A Paris court has found France’s former prime minister Francois Fillon guilty in the infamous “fake jobs” scandal.
His wife Penelope and Marc Joulaud, mayor of Sable in Sarthe and Fillon’s former substitute in parliament, have also been found guilty as accomplices.
Francois Fillon on Monday was given a five-year prison term, with three years suspended, and a fine of 375,000 euros. Penelope Fillon received a three-year suspended term and was fined the same sum. Marc Joulaud got a three-year suspended term and a fine of 20,000 euros.
The Fillons will appeal the verdict, their lawyer said minutes after the trial. The lawyer claimed that the couple were victims of a conspiracy and that they were seeking a new trial.
Francois Fillon, who was France’s prime minister from 2007 to 2012, was charged last summer with embezzlement of state funds over allegedly giving fictitious jobs to members of his family, including his wife and two of his five children.

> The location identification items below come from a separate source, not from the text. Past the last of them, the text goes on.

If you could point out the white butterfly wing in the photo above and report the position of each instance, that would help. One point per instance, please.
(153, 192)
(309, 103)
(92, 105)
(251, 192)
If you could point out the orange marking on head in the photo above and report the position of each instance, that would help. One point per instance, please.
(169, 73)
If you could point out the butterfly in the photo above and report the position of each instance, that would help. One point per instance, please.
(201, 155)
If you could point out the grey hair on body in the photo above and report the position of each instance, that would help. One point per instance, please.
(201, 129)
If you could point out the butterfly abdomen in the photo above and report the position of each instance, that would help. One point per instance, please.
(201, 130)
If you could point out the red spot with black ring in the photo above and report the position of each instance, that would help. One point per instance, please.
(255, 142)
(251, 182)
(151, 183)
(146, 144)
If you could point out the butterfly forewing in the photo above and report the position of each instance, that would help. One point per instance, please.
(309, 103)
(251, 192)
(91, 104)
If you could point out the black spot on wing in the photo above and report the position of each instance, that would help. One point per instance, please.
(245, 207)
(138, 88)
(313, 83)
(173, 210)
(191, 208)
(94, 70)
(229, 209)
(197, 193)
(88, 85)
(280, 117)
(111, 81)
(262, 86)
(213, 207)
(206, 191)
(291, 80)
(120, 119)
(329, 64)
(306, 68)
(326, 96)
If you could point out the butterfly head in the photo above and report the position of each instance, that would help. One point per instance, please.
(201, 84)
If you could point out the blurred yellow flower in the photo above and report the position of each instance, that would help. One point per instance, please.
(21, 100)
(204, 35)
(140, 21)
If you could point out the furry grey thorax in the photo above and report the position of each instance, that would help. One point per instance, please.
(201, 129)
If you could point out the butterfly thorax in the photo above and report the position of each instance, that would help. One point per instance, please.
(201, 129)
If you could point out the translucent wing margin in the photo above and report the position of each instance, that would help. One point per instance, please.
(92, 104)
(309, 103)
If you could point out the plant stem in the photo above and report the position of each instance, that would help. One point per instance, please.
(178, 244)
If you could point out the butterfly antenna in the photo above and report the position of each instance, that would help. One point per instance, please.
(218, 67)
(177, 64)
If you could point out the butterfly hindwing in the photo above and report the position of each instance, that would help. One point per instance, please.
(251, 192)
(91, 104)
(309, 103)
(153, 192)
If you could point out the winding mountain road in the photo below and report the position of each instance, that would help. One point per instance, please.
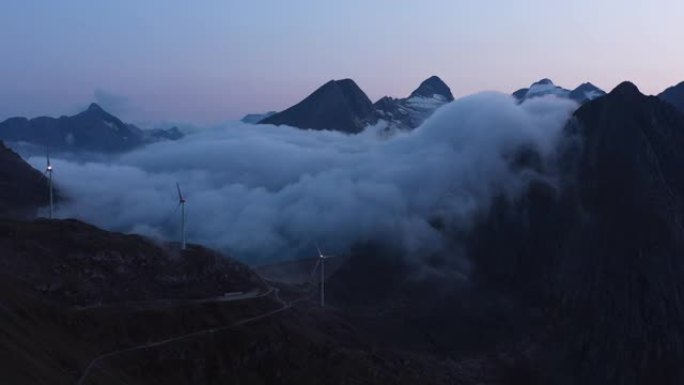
(275, 291)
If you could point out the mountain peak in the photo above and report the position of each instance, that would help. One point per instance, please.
(95, 108)
(674, 95)
(433, 86)
(337, 105)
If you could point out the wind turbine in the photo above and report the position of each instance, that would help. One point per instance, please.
(321, 263)
(48, 172)
(181, 203)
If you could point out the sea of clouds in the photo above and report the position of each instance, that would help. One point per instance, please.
(263, 193)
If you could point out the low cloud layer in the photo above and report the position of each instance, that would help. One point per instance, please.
(264, 193)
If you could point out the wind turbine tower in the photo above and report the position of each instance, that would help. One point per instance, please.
(48, 172)
(181, 203)
(321, 263)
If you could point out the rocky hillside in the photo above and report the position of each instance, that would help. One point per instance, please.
(85, 265)
(22, 188)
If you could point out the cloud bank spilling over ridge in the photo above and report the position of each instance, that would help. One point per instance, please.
(264, 193)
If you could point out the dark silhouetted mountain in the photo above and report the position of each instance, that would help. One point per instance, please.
(431, 87)
(409, 113)
(256, 118)
(585, 92)
(581, 94)
(674, 95)
(93, 130)
(162, 134)
(338, 105)
(603, 248)
(22, 188)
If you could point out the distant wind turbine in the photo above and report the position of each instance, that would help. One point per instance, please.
(321, 263)
(48, 172)
(181, 203)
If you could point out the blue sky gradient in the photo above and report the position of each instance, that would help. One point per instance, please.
(211, 61)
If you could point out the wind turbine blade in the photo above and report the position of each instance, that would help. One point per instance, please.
(180, 195)
(318, 263)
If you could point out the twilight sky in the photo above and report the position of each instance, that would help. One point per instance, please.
(215, 60)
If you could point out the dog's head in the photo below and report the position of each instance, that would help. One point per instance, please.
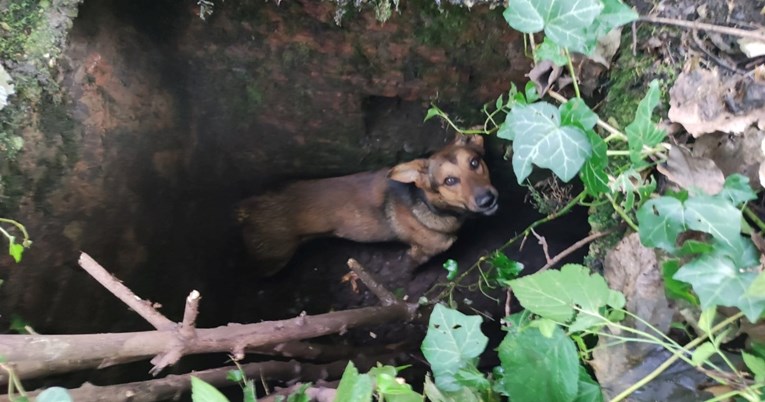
(455, 178)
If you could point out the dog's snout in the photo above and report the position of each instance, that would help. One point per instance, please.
(486, 200)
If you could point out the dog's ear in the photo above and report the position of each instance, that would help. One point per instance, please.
(415, 172)
(474, 142)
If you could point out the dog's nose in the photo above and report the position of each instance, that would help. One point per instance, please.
(486, 200)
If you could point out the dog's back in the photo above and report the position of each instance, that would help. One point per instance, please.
(422, 203)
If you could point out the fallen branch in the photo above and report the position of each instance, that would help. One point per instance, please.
(26, 352)
(576, 246)
(140, 306)
(741, 33)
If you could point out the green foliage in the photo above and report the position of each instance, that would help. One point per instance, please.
(505, 269)
(452, 344)
(720, 275)
(451, 267)
(642, 133)
(354, 386)
(572, 25)
(204, 392)
(571, 295)
(539, 368)
(540, 137)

The charges stem from an investigation by French satirical weekly Le Canard enchaine, which claimed in early 2017 that Penelope Fillon was employed as her husband’s parliamentary assistant in 1988-1990, 1998-2002, 2012-13, and also by Marc Joulaud from 2002 to 2007.
Two of the couple’s children, Charles and Marie Fillon, were allegedly employed from 2005 to 2007 as assistants to their father, then a senator. According to the report, neither Penelope Fillon nor the children actually did their jobs, which brought the family a total of more than 1 million euros ($1.1 million). Fillon and his wife maintained that everything was above board.
The court ordered the Fillons and Joulaud to repay the money in question to the National Assembly.
The scandal broke out just three months before the presidential election, where Fillon was an early front-runner, and dented his reputation. The politician, who campaigned on a centre-right platform, dropped to third place and ultimately conceded victory to Emmanuel Macron.